Amir Qaseem, MD, PhD, MHA; Michael J. Barry, MD; Linda L. Humphrey, MD, MPH; Mary Ann Forciea, MD; for the Clinical Guidelines Committee of the American College of Physicians (*)
Note: Clinical practice guidelines are “guides” only and may not apply to all patients and all clinical situations. Thus, they are not intended to override clinicians' judgment. All ACP clinical practice guidelines are considered automatically withdrawn or invalid 5 years after publication or once an update has been issued.

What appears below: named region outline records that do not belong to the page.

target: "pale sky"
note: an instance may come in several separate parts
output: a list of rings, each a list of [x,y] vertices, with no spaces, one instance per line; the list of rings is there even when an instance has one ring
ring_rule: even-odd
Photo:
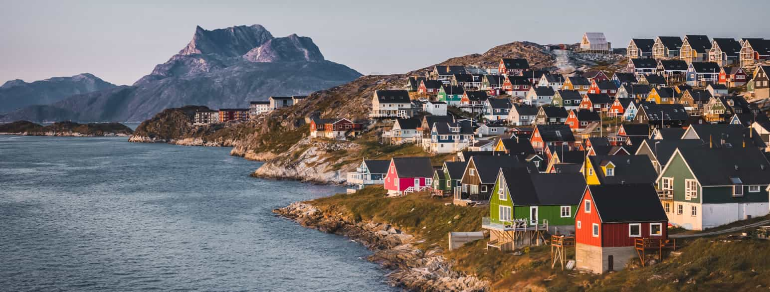
[[[206,29],[260,24],[296,33],[363,74],[403,73],[514,41],[574,43],[603,32],[770,38],[770,1],[0,0],[0,84],[92,73],[130,85]]]

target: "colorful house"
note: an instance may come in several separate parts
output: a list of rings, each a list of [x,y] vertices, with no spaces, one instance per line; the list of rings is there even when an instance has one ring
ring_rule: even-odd
[[[490,217],[482,228],[490,230],[487,247],[501,251],[533,244],[538,234],[570,234],[585,181],[580,174],[527,173],[500,168],[492,196]]]
[[[430,158],[393,158],[385,175],[389,196],[403,196],[431,185],[434,169]]]
[[[755,147],[678,148],[657,181],[669,221],[704,230],[767,215],[768,168]]]
[[[624,269],[638,239],[668,237],[666,217],[651,184],[586,187],[575,214],[575,267],[601,274]]]

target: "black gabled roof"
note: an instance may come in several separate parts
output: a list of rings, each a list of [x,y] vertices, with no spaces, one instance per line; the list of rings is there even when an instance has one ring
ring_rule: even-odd
[[[459,180],[463,178],[463,172],[465,167],[468,165],[467,161],[446,161],[444,165],[447,167],[449,172],[450,179]]]
[[[576,205],[585,190],[578,173],[527,173],[524,169],[500,168],[511,199],[517,206]]]
[[[668,221],[652,184],[595,184],[588,188],[601,223]]]
[[[367,164],[369,172],[373,174],[387,174],[387,168],[390,167],[389,160],[364,160],[363,164]]]
[[[652,52],[652,45],[655,44],[655,40],[652,38],[631,38],[631,41],[641,51],[648,51],[651,53]]]
[[[658,62],[663,67],[663,70],[687,70],[687,62],[685,60],[661,60]]]
[[[599,105],[599,104],[611,104],[613,100],[606,93],[587,93],[586,96],[588,97],[588,100],[591,103]]]
[[[405,90],[378,90],[374,91],[380,102],[411,103],[409,91]]]
[[[728,56],[738,57],[741,53],[741,43],[738,42],[735,38],[714,38],[713,41],[714,44],[717,47],[719,47],[723,54]]]
[[[537,86],[532,88],[534,89],[534,93],[537,96],[553,96],[556,93],[551,86]]]
[[[770,163],[755,147],[681,148],[679,152],[701,186],[770,184]]]
[[[524,58],[502,58],[506,69],[529,69],[529,62]]]
[[[658,178],[658,172],[647,155],[590,155],[588,160],[603,184],[651,184]],[[601,167],[609,163],[615,166],[614,175],[605,176]]]
[[[650,125],[648,124],[623,124],[621,127],[623,127],[627,136],[648,137],[650,135]]]
[[[617,79],[621,83],[635,83],[637,81],[636,76],[633,73],[615,72],[612,77],[613,79]]]
[[[719,65],[710,61],[694,61],[690,63],[692,68],[698,73],[719,73]]]
[[[430,158],[393,158],[399,178],[433,178]]]
[[[681,48],[681,38],[679,37],[658,37],[661,43],[670,51],[679,51]]]
[[[702,35],[687,35],[685,36],[687,43],[693,51],[699,53],[707,53],[711,49],[711,41],[708,36]]]
[[[535,128],[544,142],[564,142],[575,141],[570,126],[566,124],[538,124]],[[558,134],[557,134],[558,133]]]
[[[503,143],[505,149],[508,151],[508,153],[513,154],[530,154],[535,153],[534,148],[532,148],[532,144],[526,138],[511,138],[500,139],[500,141]]]
[[[635,58],[631,60],[631,63],[634,64],[634,68],[655,68],[658,67],[658,62],[653,58]]]
[[[572,83],[573,85],[591,85],[588,78],[583,76],[571,76],[567,78],[570,79],[570,83]]]
[[[567,118],[568,114],[567,110],[561,107],[544,106],[541,107],[540,110],[543,111],[543,113],[547,118]]]

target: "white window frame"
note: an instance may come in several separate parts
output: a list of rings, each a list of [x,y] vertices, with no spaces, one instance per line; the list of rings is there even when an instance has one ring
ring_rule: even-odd
[[[652,227],[653,226],[658,226],[658,230],[660,231],[660,233],[658,233],[657,234],[652,233]],[[651,223],[650,224],[650,236],[663,236],[663,224],[662,223]]]
[[[564,210],[567,211],[567,215],[564,215]],[[572,207],[570,206],[561,206],[559,210],[559,215],[561,215],[562,218],[572,217]]]
[[[631,227],[632,226],[636,226],[637,229],[639,231],[638,234],[632,234],[631,233]],[[631,223],[628,224],[628,237],[641,237],[641,224],[640,223]]]

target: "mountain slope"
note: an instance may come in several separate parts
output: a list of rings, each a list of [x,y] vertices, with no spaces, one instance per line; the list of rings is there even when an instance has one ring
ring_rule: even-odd
[[[310,38],[275,38],[261,25],[196,28],[179,54],[131,86],[25,108],[2,121],[141,121],[165,108],[247,107],[271,95],[304,95],[361,76],[326,61]]]
[[[48,105],[73,95],[112,88],[115,85],[89,73],[33,82],[16,79],[0,86],[0,112],[33,105]]]

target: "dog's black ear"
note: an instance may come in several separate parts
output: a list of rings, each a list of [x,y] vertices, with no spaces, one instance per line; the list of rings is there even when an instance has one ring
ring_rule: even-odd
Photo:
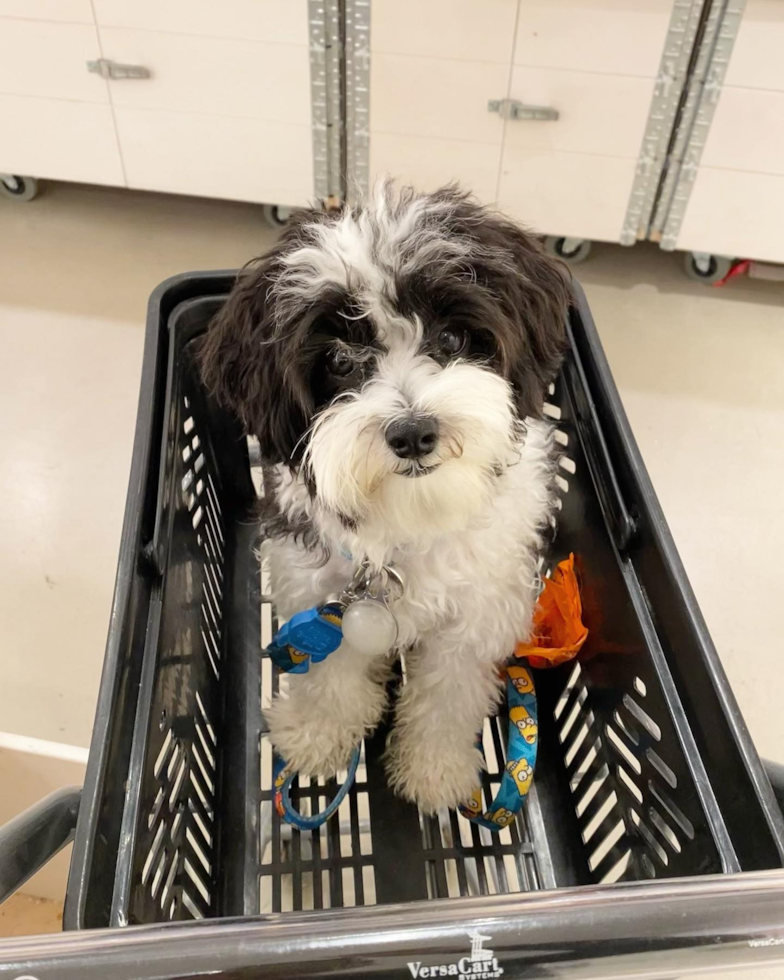
[[[511,222],[504,224],[519,274],[507,280],[503,301],[523,340],[508,365],[509,380],[520,417],[536,417],[566,351],[571,277],[562,262],[545,253],[538,238]]]
[[[480,246],[470,261],[474,282],[484,287],[501,314],[499,322],[489,324],[499,368],[514,388],[520,417],[539,416],[566,350],[569,272],[545,253],[536,235],[477,204],[458,187],[433,196],[449,215],[452,232]]]
[[[242,269],[197,355],[207,390],[258,437],[270,463],[290,462],[308,425],[292,352],[276,336],[272,286],[283,251],[279,245]]]

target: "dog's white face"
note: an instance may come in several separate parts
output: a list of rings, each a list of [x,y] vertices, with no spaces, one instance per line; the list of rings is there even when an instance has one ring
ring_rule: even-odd
[[[382,187],[295,217],[208,335],[202,371],[372,561],[479,519],[541,406],[567,287],[465,195]],[[333,535],[334,536],[334,535]]]

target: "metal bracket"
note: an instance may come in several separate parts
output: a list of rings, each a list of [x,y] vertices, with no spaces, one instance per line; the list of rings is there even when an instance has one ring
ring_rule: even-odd
[[[546,105],[526,105],[517,99],[490,99],[488,112],[497,112],[502,119],[537,119],[553,121],[561,115],[557,109]]]
[[[87,62],[87,71],[101,78],[152,78],[152,72],[144,65],[120,65],[108,58]]]

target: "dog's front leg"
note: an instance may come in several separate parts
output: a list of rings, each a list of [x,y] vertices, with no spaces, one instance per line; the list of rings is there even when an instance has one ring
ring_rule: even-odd
[[[477,736],[500,699],[498,665],[474,645],[432,637],[406,656],[390,735],[390,783],[426,813],[463,803],[484,765]]]
[[[333,776],[381,720],[386,707],[386,658],[358,653],[344,641],[307,674],[290,674],[288,696],[267,710],[272,743],[304,776]]]

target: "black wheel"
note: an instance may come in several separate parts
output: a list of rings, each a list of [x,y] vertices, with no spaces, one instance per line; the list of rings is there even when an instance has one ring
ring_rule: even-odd
[[[570,265],[585,262],[591,254],[591,243],[587,238],[566,238],[548,235],[544,240],[545,250]]]
[[[732,268],[732,259],[721,255],[687,252],[683,258],[683,267],[689,279],[704,283],[706,286],[723,279]]]
[[[264,214],[264,220],[271,228],[283,228],[291,214],[291,208],[283,207],[280,204],[262,204],[261,210]]]
[[[20,177],[17,174],[3,174],[0,177],[0,197],[9,201],[32,201],[37,193],[38,181],[35,177]]]

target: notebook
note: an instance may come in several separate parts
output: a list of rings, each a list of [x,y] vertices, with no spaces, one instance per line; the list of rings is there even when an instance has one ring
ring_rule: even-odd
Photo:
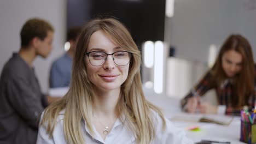
[[[207,122],[228,125],[233,119],[232,116],[201,113],[181,113],[170,119],[171,121],[185,121],[189,122]]]

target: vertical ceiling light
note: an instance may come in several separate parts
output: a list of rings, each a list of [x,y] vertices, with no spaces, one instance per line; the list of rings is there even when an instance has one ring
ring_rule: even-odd
[[[64,50],[65,51],[67,51],[69,50],[70,49],[70,43],[68,41],[67,41],[64,44]]]
[[[209,56],[208,57],[208,67],[211,68],[215,63],[217,55],[216,45],[212,44],[209,47]]]
[[[161,41],[155,43],[155,58],[154,67],[154,91],[156,93],[163,91],[164,43]]]
[[[154,65],[154,43],[147,41],[144,43],[144,64],[147,68],[152,68]]]
[[[165,15],[168,17],[172,17],[174,14],[174,1],[166,0]]]

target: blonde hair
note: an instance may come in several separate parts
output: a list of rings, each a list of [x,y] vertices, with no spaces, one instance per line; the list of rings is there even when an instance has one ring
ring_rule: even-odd
[[[84,143],[81,129],[83,119],[93,133],[94,92],[92,83],[88,77],[84,57],[90,37],[99,30],[104,32],[121,47],[132,53],[128,76],[121,86],[120,97],[115,108],[119,116],[124,115],[127,124],[125,127],[134,131],[136,143],[149,143],[155,137],[153,111],[161,117],[163,130],[165,121],[160,110],[148,102],[144,95],[140,76],[140,51],[124,26],[112,18],[95,19],[85,25],[77,45],[70,89],[62,99],[46,108],[40,124],[47,124],[47,131],[52,136],[56,118],[60,112],[65,109],[63,127],[68,143]]]

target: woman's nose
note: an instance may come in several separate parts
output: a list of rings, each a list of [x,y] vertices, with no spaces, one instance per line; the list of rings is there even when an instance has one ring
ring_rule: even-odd
[[[108,55],[106,58],[106,62],[103,64],[103,68],[106,69],[112,69],[115,67],[113,56]]]

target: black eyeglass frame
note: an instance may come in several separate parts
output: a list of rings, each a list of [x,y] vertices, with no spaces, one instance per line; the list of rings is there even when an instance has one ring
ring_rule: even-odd
[[[105,62],[104,62],[104,63],[102,63],[102,64],[101,65],[93,65],[91,62],[91,61],[90,60],[90,57],[89,57],[89,55],[90,55],[90,53],[92,53],[92,52],[103,52],[103,53],[106,53],[106,55],[107,55],[107,57],[106,57],[104,61]],[[128,52],[130,55],[130,59],[129,59],[129,61],[125,65],[119,65],[119,64],[117,64],[117,63],[115,62],[115,59],[114,58],[114,54],[117,53],[117,52]],[[103,65],[105,63],[106,63],[106,61],[107,61],[107,59],[108,58],[108,56],[109,55],[112,55],[112,58],[113,58],[113,61],[114,61],[114,62],[115,63],[115,64],[117,64],[117,65],[118,66],[125,66],[126,65],[127,65],[131,61],[131,57],[132,56],[132,53],[131,52],[129,52],[129,51],[116,51],[115,52],[113,52],[112,53],[106,53],[103,51],[90,51],[90,52],[86,52],[85,53],[86,54],[86,56],[88,56],[88,59],[89,60],[89,62],[90,62],[90,63],[92,65],[94,65],[94,66],[95,66],[95,67],[100,67],[100,66],[101,66],[102,65]]]

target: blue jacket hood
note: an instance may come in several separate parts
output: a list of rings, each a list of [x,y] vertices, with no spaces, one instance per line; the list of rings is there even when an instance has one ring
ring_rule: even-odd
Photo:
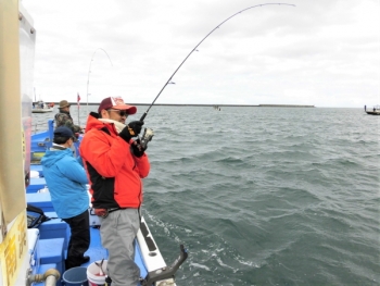
[[[85,169],[73,157],[73,150],[47,150],[41,159],[51,202],[61,219],[81,214],[89,208],[89,192]]]

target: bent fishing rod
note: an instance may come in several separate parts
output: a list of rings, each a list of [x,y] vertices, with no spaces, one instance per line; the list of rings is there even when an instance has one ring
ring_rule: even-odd
[[[167,82],[165,83],[165,85],[163,86],[163,88],[160,90],[159,95],[154,98],[153,102],[149,105],[148,110],[142,114],[140,121],[143,122],[143,120],[145,119],[145,116],[148,115],[148,112],[150,111],[150,109],[153,107],[154,102],[157,100],[157,98],[160,97],[160,95],[162,94],[162,91],[165,89],[165,87],[170,83],[172,78],[175,76],[175,74],[178,72],[178,70],[183,65],[183,63],[189,59],[189,57],[197,50],[197,48],[211,35],[214,33],[214,30],[216,30],[217,28],[219,28],[223,24],[225,24],[227,21],[229,21],[230,18],[235,17],[238,14],[243,13],[246,10],[253,9],[253,8],[257,8],[257,7],[264,7],[264,5],[290,5],[290,7],[295,7],[294,4],[288,4],[288,3],[264,3],[264,4],[258,4],[258,5],[253,5],[253,7],[249,7],[245,8],[237,13],[235,13],[233,15],[229,16],[228,18],[226,18],[225,21],[223,21],[219,25],[217,25],[215,28],[213,28],[191,51],[190,53],[185,58],[185,60],[180,63],[180,65],[177,67],[176,71],[174,71],[174,73],[170,75],[169,79],[167,79]]]

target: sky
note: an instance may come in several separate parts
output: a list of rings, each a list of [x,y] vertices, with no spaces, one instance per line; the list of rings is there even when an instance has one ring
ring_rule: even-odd
[[[156,103],[380,104],[380,0],[22,4],[37,100],[151,103],[164,88]]]

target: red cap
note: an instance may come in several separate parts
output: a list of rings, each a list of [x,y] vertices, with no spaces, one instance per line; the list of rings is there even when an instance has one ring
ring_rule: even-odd
[[[136,107],[125,104],[123,98],[121,97],[104,98],[102,102],[100,102],[98,112],[100,113],[103,109],[125,110],[128,112],[128,114],[135,114],[137,111]]]

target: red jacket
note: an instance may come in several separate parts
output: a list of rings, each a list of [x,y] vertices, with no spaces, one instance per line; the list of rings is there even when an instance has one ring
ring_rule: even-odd
[[[141,178],[150,171],[148,156],[135,157],[130,144],[117,135],[114,124],[101,122],[97,115],[89,115],[79,147],[90,182],[92,206],[96,209],[139,208]]]

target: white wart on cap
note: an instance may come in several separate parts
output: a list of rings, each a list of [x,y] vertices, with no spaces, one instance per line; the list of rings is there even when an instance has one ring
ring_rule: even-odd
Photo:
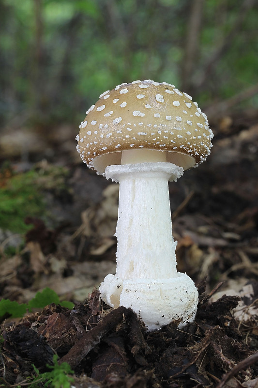
[[[100,174],[120,164],[121,151],[166,151],[185,170],[204,161],[213,134],[205,113],[174,85],[151,80],[118,85],[86,112],[76,136],[83,162]]]

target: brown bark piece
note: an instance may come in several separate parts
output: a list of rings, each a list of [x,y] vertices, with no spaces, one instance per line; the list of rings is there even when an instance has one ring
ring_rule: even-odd
[[[79,364],[83,358],[98,343],[101,338],[109,330],[126,317],[134,313],[131,308],[120,306],[111,311],[98,324],[87,332],[68,352],[59,360],[60,363],[68,362],[73,369]]]

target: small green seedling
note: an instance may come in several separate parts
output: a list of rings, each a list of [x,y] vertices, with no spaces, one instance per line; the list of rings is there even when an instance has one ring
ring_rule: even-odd
[[[35,297],[27,303],[19,304],[16,301],[9,299],[2,299],[0,301],[0,317],[8,313],[13,318],[23,316],[27,310],[31,312],[33,308],[43,308],[50,303],[61,305],[71,309],[74,304],[68,301],[60,301],[57,293],[48,287],[44,289],[42,292],[37,292]]]

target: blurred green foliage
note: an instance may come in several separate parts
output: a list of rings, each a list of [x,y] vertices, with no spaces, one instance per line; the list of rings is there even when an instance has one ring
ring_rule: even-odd
[[[258,82],[258,19],[257,0],[2,0],[2,122],[79,122],[136,79],[221,101]]]
[[[51,303],[60,304],[63,307],[71,309],[74,306],[72,302],[60,302],[57,293],[48,287],[45,288],[41,292],[37,292],[35,297],[27,303],[18,303],[16,301],[2,299],[0,301],[0,317],[7,313],[11,318],[19,318],[23,316],[28,310],[31,312],[33,308],[43,308]]]
[[[56,195],[66,190],[66,169],[45,163],[35,165],[23,174],[12,175],[2,168],[0,174],[0,227],[15,233],[30,229],[25,219],[30,216],[47,217],[43,193],[54,192]]]

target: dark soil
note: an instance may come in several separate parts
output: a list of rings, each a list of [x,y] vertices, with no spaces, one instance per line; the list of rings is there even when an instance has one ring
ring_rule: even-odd
[[[27,303],[49,287],[75,306],[3,317],[0,386],[29,386],[33,365],[46,371],[57,354],[76,388],[257,388],[258,117],[227,118],[212,125],[207,161],[169,186],[178,270],[198,285],[195,321],[183,329],[170,323],[149,333],[132,310],[110,309],[94,289],[115,270],[117,186],[76,159],[72,131],[71,148],[59,143],[55,159],[37,163],[68,174],[61,190],[52,181],[45,190],[51,217],[28,215],[21,250],[7,253],[15,236],[0,236],[1,297]],[[30,155],[29,166],[12,162],[19,174],[40,156]]]
[[[74,370],[76,387],[220,387],[229,379],[241,387],[258,375],[257,327],[239,329],[231,313],[238,297],[211,302],[216,290],[204,289],[203,282],[196,319],[183,330],[171,323],[148,333],[131,309],[107,308],[97,290],[72,311],[53,304],[4,331],[1,381],[13,386],[32,364],[46,371],[56,353]]]

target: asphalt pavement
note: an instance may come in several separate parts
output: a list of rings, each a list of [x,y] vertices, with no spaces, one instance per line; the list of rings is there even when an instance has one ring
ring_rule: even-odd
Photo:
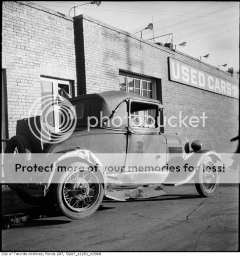
[[[96,212],[84,220],[56,214],[13,225],[2,230],[2,250],[238,249],[238,185],[220,185],[211,198],[201,197],[194,185],[166,186],[165,189],[166,195],[152,199],[104,200]],[[15,205],[8,206],[4,200],[4,214],[40,210],[17,199],[12,192],[9,193],[13,195]]]

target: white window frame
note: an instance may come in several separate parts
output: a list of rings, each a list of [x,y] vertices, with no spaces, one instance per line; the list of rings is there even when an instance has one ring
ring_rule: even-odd
[[[151,83],[152,84],[152,99],[156,99],[156,81],[154,79],[151,78],[148,78],[144,77],[140,77],[139,76],[136,76],[134,75],[129,74],[127,73],[124,73],[123,72],[119,72],[119,77],[124,77],[126,78],[126,90],[127,92],[129,92],[129,78],[131,78],[133,79],[138,79],[140,81],[140,95],[141,96],[143,96],[143,86],[142,82],[145,81]],[[133,87],[135,88],[135,87]],[[137,94],[138,95],[138,94]]]
[[[68,86],[69,94],[72,96],[72,90],[70,85],[70,82],[69,81],[60,80],[59,79],[55,79],[53,78],[48,78],[41,77],[41,81],[49,82],[52,83],[52,94],[54,96],[57,95],[58,94],[58,84],[62,84]],[[42,88],[41,88],[42,89]],[[60,131],[60,120],[58,114],[58,105],[54,104],[53,105],[54,112],[54,131],[55,132],[59,132]]]

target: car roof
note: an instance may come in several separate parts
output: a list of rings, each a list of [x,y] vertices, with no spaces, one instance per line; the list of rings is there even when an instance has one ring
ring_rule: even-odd
[[[125,92],[123,91],[109,91],[104,92],[86,94],[84,95],[74,97],[73,98],[71,98],[71,99],[69,99],[69,100],[70,101],[75,101],[76,100],[93,98],[97,98],[101,101],[105,101],[106,102],[113,101],[115,102],[118,103],[121,102],[126,99],[132,99],[135,100],[144,100],[145,101],[149,101],[149,103],[157,103],[161,104],[162,105],[160,101],[156,99],[147,98],[147,97],[140,96],[135,93],[132,93],[131,92]]]

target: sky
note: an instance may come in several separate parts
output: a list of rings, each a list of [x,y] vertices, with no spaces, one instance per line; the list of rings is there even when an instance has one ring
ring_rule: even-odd
[[[30,2],[67,15],[71,7],[90,3]],[[152,23],[153,30],[144,30],[143,39],[172,33],[179,51],[196,58],[209,54],[202,60],[224,70],[239,69],[238,2],[103,1],[98,7],[87,4],[75,10],[76,16],[85,14],[132,33]],[[73,10],[70,16],[74,16]],[[136,35],[140,37],[140,32]],[[154,42],[165,44],[170,40],[165,36]],[[186,42],[184,47],[178,45],[183,42]],[[226,67],[222,66],[224,64]]]

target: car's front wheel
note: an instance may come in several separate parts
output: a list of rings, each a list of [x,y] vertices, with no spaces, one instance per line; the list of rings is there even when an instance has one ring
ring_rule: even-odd
[[[218,186],[219,175],[212,158],[206,157],[195,177],[195,186],[199,194],[204,197],[210,197],[215,194]]]
[[[86,163],[71,164],[70,172],[61,176],[56,186],[57,203],[66,216],[79,220],[92,215],[102,203],[104,189],[97,173]]]

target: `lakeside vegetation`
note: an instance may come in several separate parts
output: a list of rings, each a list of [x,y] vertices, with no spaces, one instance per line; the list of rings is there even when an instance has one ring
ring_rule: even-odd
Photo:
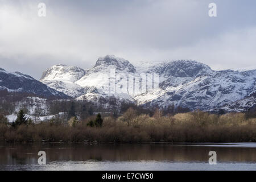
[[[20,112],[13,124],[0,116],[1,141],[256,142],[256,117],[253,112],[218,114],[195,111],[164,114],[156,109],[150,115],[130,107],[115,117],[98,114],[79,121],[76,116],[71,116],[67,122],[53,118],[36,124]]]

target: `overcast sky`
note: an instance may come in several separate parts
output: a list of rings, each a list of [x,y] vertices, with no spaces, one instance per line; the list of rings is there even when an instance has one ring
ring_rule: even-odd
[[[39,79],[54,64],[87,69],[110,54],[240,69],[256,63],[255,12],[255,0],[0,0],[0,67]]]

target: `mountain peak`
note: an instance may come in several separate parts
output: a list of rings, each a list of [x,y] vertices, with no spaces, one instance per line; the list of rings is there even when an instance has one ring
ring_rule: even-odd
[[[150,72],[155,72],[166,77],[194,77],[204,74],[214,72],[210,67],[192,60],[179,60],[154,65]]]
[[[85,71],[82,68],[59,64],[44,72],[40,80],[67,80],[75,82],[84,75]]]
[[[132,73],[135,73],[136,69],[130,62],[123,58],[118,57],[114,55],[106,55],[98,59],[96,64],[93,68],[98,67],[115,66],[116,69],[123,71],[128,69],[128,71]]]

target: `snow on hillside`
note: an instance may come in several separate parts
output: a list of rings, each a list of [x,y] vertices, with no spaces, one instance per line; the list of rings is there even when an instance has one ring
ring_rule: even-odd
[[[59,68],[52,69],[58,71],[45,74],[45,77],[49,80],[43,79],[43,82],[79,100],[95,100],[100,97],[114,95],[139,105],[164,107],[173,104],[176,107],[181,106],[192,110],[211,110],[242,100],[256,92],[256,71],[216,71],[204,64],[190,60],[145,62],[137,63],[134,67],[124,59],[107,55],[100,57],[92,68],[75,82],[76,78],[72,80],[64,76],[65,73],[59,73],[62,69],[59,67],[65,66],[56,67]],[[115,78],[112,77],[113,73],[110,73],[113,69]],[[150,85],[147,85],[147,90],[141,92],[141,77],[140,80],[135,78],[134,85],[127,85],[129,75],[139,77],[142,73],[147,73],[150,76],[153,73],[158,75],[159,88],[148,90]],[[151,78],[148,77],[147,80]],[[155,85],[155,81],[154,80],[152,84]],[[150,82],[150,81],[147,82]],[[111,85],[114,85],[114,88]],[[141,92],[131,94],[130,86],[139,88]],[[255,98],[251,100],[253,106]],[[236,106],[232,107],[230,110],[237,109]]]
[[[57,64],[46,71],[40,81],[52,89],[76,98],[83,93],[83,89],[75,82],[85,74],[85,71],[79,67]]]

Disclaimer: The authors of this article are responsible for its contents, including any clinical or treatment recommendations.
Financial Support: Financial support for the development of this guideline comes exclusively from the ACP operating budget.
Disclosures: Dr. Barry reports grants, personal fees, and nonfinancial support from Informed Medical Decisions Foundation and Healthwise, both nonprofits, outside the submitted work. Authors not named here have disclosed no conflicts of interest. Disclosures can also be viewed at www.acponline.org/authors/icmje/ConflictOfInterestForms.do?msNum=M16-1860. All financial and intellectual disclosures of interest were declared and potential conflicts were discussed and managed. Drs. Boyd, Iorio, and Vijan were recused from voting on this guideline because of active intellectual conflicts. Dr. Manaker was recused from voting on this guideline because of an active indirect financial conflict. A record of disclosures and management of conflicts of interest is kept for each Clinical Guidelines Committee meeting and conference call and can be viewed at www.acponline.org/clinical_information/guidelines/guidelines/conflicts_cgc.htm.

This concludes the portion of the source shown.